The last 10 years I have been very busy participating in a lot of meetings around the world. I have found, unfortunately, that we have spent such a long time discussing what procedures are the best for treating obesity that we have forgotten the main point, the core of any of the procedures’ success: the patient.
We all look like fans of a football team, cheering for their favorite team. Some doctors cheer for the Gastric bypass as the best and only option to cure obesity. Then we have the doctors that prefer the lapband as the first option. In another corner, there are the doctors that promote the Gastric sleeve as the new treatment for obesity and Type 2 Diabetes.

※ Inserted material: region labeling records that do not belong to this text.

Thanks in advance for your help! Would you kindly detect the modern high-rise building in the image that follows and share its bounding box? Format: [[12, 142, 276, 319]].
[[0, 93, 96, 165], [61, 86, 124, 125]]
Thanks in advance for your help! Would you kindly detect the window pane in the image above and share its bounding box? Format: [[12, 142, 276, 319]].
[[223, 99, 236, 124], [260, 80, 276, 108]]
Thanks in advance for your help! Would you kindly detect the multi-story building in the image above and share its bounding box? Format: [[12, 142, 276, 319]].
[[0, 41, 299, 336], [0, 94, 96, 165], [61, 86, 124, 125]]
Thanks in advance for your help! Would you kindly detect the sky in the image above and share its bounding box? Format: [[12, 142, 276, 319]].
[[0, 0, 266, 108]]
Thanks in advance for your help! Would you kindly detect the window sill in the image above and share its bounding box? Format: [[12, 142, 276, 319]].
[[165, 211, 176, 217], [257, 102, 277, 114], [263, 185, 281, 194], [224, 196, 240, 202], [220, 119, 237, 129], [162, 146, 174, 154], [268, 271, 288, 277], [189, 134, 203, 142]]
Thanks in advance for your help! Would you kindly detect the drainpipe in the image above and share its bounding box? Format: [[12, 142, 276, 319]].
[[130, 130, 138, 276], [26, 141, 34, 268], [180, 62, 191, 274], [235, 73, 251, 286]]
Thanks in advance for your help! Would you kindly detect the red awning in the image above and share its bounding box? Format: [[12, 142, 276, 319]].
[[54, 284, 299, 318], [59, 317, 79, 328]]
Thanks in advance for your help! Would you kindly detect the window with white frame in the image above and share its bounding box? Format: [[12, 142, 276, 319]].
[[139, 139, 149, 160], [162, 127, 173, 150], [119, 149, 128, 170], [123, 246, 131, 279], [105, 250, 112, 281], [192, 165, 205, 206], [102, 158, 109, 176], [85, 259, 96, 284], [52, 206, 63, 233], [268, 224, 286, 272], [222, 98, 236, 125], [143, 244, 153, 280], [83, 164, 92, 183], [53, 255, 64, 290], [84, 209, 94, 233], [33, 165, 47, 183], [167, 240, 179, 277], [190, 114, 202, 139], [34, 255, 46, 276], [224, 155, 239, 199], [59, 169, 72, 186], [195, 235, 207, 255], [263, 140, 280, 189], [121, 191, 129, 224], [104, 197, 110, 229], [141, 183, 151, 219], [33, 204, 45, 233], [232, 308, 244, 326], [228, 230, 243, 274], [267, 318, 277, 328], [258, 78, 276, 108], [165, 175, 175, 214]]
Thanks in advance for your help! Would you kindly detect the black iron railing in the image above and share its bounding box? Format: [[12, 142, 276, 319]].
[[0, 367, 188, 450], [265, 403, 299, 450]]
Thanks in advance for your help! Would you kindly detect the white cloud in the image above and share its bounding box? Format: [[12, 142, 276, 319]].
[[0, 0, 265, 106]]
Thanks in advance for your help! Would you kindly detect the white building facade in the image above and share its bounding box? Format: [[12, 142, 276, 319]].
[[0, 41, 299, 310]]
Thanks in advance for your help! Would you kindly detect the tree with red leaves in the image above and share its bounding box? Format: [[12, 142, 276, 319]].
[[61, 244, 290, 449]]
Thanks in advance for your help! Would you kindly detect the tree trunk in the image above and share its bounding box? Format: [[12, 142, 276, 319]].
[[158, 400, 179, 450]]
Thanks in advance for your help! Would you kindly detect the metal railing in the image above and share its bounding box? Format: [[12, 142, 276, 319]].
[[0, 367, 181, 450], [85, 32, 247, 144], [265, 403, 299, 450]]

There are several good medical reasons involved in the doctor’s preferences for one procedure over the other but also their preferences points toward which procedure the doctor feels more comfortable performing or is more skilful. In Mexico, we have to add to this discussion, the place were the doctor was trained, for instance, if he was trained in the Mexican Health Care System they will know very little about the Lap band and would prefer to perform the Gastric Sleeve or the Gastric Bypass. This is because the Lap band is not yet available for the government hospitals. This means that these doctors started with Bariatric procedures such as the Gastric Bypass 3-4 years ago, and the Gastric Sleeve 1-2 years ago.
I personally recommend the Lap band as the first option. There is less risk for operatory complications involved, it is less expensive and it’s adjustable. You don’t have to be overly obese to have the Lap Band. You can have Lap band revision in case the lapband fails the first time or jump to any of the other procedures available including the Duodenal Switch. The Lap-band also helps in the control of co-morbidities related to obesity such as high blood pressure or Diabetes in almost 6 out of 10 patients.
The arguments against having the Lap band as the first option are valid with patients that have difficult behavioral control such as alcohol abuse. Arguments are also valid for patients that don’t like the idea of having lapband fills done periodically or when there isn’t a doctor or center to do the fills close to where they live. The arguments against the Lapband that are not valid, are erosion rates (less than 2 %), slippage (less than 4 %), or obtaining insufficient weight loss as a strong argument for deciding on other surgical options such as the Gastric sleeve or Gastric Bypass.
There are no “complication free” bariatric procedures. With any bariatric procedure there are advantages and disadvantages. We also found that with all bariatric procedures, there is a chance for insufficient weight loss and a chance that patients may need revision surgery. Mean percent excess weight loss at five years ranged from 48 to 74 % after Gastric Bypass and from 50 to 60% after Vertical Banded Gastroplasty, the same results are for the Gastric Sleeve.
However, with all this in mind, we must remember that the best and most effective procedure will ultimately depend on the individual patient that is looking for a weight loss procedure. The patient and doctor must work together to discover all the facts and make the best informed decision in order to be successful. Don´t rush your decision – get informed!